Model formulae {#formula}

solarcell_formula <- formula(
  output ~ temperature * material
) 

In previous case studies input factors has been put directly in the arguments of the lm() function by using the inputs and outputs and relating them with the tilde ~ sign. The cases were simple with only one factor but in most DoEs we want to have many factors and decide which interactions to keep or drop. Here we're looking a bit more into detail in how to express this. When we pass an expression to the formula() function we generate an object of class formula and at that time some calculations are done in background to prepare the factors for the linear model calculation. Looking at the formula class and attributes we have:

class(solarcell_formula)
attributes(terms(solarcell_formula))$factors

We can see that the expression has been extended. Although we have only given as input the product of the factors we can see that an interaction term temperature:material has been generated. We also see the contrasts matrix associated. There is a specific syntax to specify the formula terms using *,+ and other symbols. As always it is good to consult the function documentation with ?formula.

In the solar cell manufacturing company mentioned before the R&D team is working a new research project with the objective of understanding the output in [kWh/yr equivalent] of a new solar cell material at different ambient temperatures. Their latest experiment is recorded in an R dataset with the name solarcell_output:

solarcell_output %>%
  head(5) %>%
  kable(align = "c")

As often this data comes in a wide format and the first step we're doing is to convert it into a long format and to convert the variables to factors.

solarcell_factor <- solarcell_output %>% 
  pivot_longer(
    cols = c("T-10", "T20", "T50"),
    names_to = "temperature",
    values_to = "output"
  ) %>% mutate(across(c(material, temperature), as_factor))
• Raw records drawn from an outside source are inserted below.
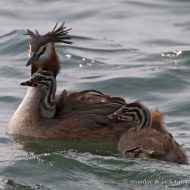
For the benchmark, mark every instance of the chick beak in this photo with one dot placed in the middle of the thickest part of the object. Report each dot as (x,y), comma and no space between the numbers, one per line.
(34,57)
(116,115)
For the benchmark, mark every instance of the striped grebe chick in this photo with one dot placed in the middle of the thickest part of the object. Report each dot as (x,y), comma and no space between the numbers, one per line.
(74,116)
(149,139)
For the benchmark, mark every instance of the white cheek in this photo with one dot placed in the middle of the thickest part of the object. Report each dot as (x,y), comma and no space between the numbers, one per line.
(46,54)
(30,54)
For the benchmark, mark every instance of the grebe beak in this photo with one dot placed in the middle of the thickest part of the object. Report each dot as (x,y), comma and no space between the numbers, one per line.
(34,57)
(29,83)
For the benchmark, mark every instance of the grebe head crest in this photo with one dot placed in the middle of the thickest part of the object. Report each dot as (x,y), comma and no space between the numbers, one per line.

The experiment has consisted in measuring the output at three different temperature levels on three different materials. The associated linear model can be obtained with:

solarcell_factor_lm <- lm(
  formula = solarcell_formula, 
  data = solarcell_factor
  )
summary(solarcell_factor_lm)

We're going to go more in details now to validate the model and understand the effects and interactions of the different factors.
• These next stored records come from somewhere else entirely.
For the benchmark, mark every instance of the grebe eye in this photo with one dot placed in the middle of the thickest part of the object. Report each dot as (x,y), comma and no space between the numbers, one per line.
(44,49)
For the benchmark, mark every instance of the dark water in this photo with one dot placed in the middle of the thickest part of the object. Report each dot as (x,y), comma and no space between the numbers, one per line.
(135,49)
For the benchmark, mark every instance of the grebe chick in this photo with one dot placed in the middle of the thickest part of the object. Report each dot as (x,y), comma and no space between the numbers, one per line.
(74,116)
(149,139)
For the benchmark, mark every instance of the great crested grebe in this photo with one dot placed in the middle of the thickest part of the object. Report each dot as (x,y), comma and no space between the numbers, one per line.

Residuals standard error {#RSE}

pluck(summary(solarcell_factor_lm), "sigma")

Besides the R-squared discussed previously in the linear models unit there is another useful indicator of the quality of the fit which is the Residuals Standard Error RSE. It provides the magnitude of a typical residuals. This value is also given directly as output of the model summary and is 26 in this case. Like the R-squared is better when we know how it is calculated and once we're at ease with manipulating the model data either with {stats} or {broom} it is possible to with a few steps check see how this is done.

sqrt(sum(solarcell_factor_lm$residuals ^ 2) / df.residual(solarcell_factor_lm))

The exact value is 25.985 confirming the value extracted from the summary with the pluck() function from {purrr}.

Residuals summary {#plot.lm}

par(mfrow = c(2,3))
plot(solarcell_factor_lm$residuals)
plot(solarcell_factor_lm, which = 2)
plot(solarcell_factor_lm, which = c(1, 3, 5))
plot(solarcell_factor_lm, which = 4)
dev.off() 

As the residuals analysis has been discussed in detail including custom made plots and statistical tests in the linear models unit, the assessment is done here in a summarized manner with a grouped output of all residuals plots. The qq plot presents good adherence to the center line indicating a normal distribution; the residuals versus fit presents a rather symmetrical distribution around zero indicating equality of variances at all levels and; the scale location plot though, shows a center line that is not horizontal which suggests the presence of outliers; in the Residuals versus fit we can effectively sense the Residuals Standard Error of 26.

Interaction plot {#interaction.plot}

interaction.plot(
  type = "b",
  col = viridis(12)[4],
  x.factor = solarcell_factor$temperature,
  trace.factor = solarcell_factor$material,
  fun = mean,
  response = solarcell_factor$output,
  trace.label = "Material",
  legend = TRUE,
  main = "Temperature-Material interaction plot",
  xlab = "temperature [°C]",
  ylab = "output [kWh/yr equivalent]"
)

In order to understand the behavior of the solar cell materials in the different temperature conditions the R&D team is looking for a plot that presents both factors simultaneous. Many different approaches are possible in R and here the team has selected the most basic one, the interactionplot() from the {stats} package.

Although simple several findings can already be extracted from this plot. They get the indication of the mean value of the solar cell output for the different materials at each temperature level. Also we see immediately that batteries tend to last longer at lower temperatures and this for all material types. We also see that there is certainly an interaction between material and temperature as the lines cross each other.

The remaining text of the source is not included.